でも、芸能人の早死のニュースというのはあまり聞かないような気がします。
むしろ芸能界では自殺のニュースが多いと思います。
去年、2020年は特にそうで、俳優の三浦春馬さん、竹内結子さん、芦名星(あしなせい)さんなどが自殺されました。
古くは俳優の沖雅也さん(1983年36歳)、アイドルの岡田有希子さん(1986年18歳)などが思い出されます。
予備校講師で自殺した人は、僕の知る範囲ではいないですが、逆に芸能界では若くして病死する人をあまり聞かないような気がします。
若くして病死した芸能人というと、心当たりは何人かいますが、皆かなり前の人です。
女優の夏目雅子さん(1985年27歳)や堀江しのぶさん(1988年23歳)が思い当たりますが、他はちょっと知らないです。
芸能界の人々は、何の保証もなく、自分の才能だけで勝負しているんだと思います。
来年の仕事があるかどうかというレベルではなく、来月の仕事があるかどうか、という背水の陣で戦っている人が大勢いると思います。
大変な仕事だと思います。
僕はドラマを良く見ますが、出演されている方々は、誰も物凄い重圧と戦いながらも成功を手にしている人達なんだと思います。
成功しているのに自殺してしまうんですから、僕なんかには想像も出来ないほどに厳しい世界なんだと思います。
最後にちょっと思い出したアメリカの警察官の話
ちょっと話がそれますが、最後に昔同じ予備校で働いていた英語の先生から聞いた話を紹介して終りたいと思います。

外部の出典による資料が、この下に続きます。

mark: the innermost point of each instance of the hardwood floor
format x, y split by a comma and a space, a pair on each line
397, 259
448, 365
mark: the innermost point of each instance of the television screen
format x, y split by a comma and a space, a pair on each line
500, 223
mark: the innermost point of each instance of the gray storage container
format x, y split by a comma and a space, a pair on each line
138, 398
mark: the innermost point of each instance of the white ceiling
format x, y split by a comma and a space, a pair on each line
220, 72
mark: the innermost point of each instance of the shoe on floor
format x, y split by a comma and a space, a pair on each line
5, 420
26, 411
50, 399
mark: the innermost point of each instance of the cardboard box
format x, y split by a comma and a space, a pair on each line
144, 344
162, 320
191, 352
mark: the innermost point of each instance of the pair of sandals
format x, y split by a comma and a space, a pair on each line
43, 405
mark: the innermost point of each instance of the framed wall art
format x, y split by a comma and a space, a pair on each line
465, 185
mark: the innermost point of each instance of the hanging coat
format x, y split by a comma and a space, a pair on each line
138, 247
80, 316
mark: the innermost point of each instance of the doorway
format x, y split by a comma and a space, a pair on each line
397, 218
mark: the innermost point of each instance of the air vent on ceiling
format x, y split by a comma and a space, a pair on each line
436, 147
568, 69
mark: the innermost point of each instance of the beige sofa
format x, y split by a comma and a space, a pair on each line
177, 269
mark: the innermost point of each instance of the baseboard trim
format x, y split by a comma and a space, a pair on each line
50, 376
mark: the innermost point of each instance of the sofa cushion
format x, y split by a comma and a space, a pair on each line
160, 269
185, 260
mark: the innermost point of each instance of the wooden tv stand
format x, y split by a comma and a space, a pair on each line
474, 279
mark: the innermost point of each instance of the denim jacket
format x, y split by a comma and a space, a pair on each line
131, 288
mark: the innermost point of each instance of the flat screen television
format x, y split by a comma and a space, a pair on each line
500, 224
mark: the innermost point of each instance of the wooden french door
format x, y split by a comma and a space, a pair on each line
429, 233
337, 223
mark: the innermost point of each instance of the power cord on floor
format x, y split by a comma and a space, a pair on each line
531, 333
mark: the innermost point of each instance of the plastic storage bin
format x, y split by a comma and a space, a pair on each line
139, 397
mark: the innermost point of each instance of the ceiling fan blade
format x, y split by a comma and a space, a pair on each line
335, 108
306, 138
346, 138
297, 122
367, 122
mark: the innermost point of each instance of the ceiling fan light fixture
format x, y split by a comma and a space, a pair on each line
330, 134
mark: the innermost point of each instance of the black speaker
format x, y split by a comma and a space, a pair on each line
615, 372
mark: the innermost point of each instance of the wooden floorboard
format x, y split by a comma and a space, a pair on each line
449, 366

その先生はアメリカの大学を出た人なので、何年かアメリカに住んでいました。
アメリカに友達もたくさんいたそうですが、警察官の友達の話を聞かせてくれたそうです。
そのアメリカ人の警官が何年警官をやっていたかは覚えていませんが、アメリカは銃社会なので、その方が警察官になってから、英語の先生と飲み会で話をするまでに、同僚が30人殉職したと話していたそうです。

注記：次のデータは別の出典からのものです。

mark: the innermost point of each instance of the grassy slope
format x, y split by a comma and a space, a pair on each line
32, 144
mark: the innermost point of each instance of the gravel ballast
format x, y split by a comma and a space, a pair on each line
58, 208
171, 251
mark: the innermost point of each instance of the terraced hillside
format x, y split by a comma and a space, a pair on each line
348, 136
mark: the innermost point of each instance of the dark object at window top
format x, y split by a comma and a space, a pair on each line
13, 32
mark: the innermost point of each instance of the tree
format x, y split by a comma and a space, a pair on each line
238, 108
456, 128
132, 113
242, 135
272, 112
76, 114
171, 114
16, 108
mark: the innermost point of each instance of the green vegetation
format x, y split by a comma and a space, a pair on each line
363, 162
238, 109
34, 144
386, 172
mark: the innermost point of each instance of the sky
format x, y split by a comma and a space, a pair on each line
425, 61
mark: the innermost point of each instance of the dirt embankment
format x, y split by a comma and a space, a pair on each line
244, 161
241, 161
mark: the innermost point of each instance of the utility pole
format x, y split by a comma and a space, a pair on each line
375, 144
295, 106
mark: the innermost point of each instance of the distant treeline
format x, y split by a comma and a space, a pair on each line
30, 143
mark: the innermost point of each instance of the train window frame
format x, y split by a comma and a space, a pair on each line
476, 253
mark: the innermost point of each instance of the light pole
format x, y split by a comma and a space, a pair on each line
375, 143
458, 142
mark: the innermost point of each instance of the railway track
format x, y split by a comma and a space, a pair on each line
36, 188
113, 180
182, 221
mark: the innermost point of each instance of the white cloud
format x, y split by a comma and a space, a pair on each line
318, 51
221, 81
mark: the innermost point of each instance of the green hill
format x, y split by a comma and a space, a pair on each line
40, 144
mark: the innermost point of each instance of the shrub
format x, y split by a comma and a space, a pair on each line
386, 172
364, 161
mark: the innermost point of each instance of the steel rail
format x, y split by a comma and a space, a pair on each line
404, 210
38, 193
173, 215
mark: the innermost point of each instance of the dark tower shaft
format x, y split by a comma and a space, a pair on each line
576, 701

ストレスで病死するんじゃなくて、撃たれて殉職するんです。
しかも30人だそうです。
その代わり、その警官の方も犯人や容疑者との撃ち合いで、30人ぐらい殺したと話していたそうです。
恐ろしい国ですね。
僕は銃のない国に生まれて良かったと心底思いました。
今回はこの辺にしておきます。
書いたらすっきりしました。
御迷惑だったかも知れませんが、ありがとうございました。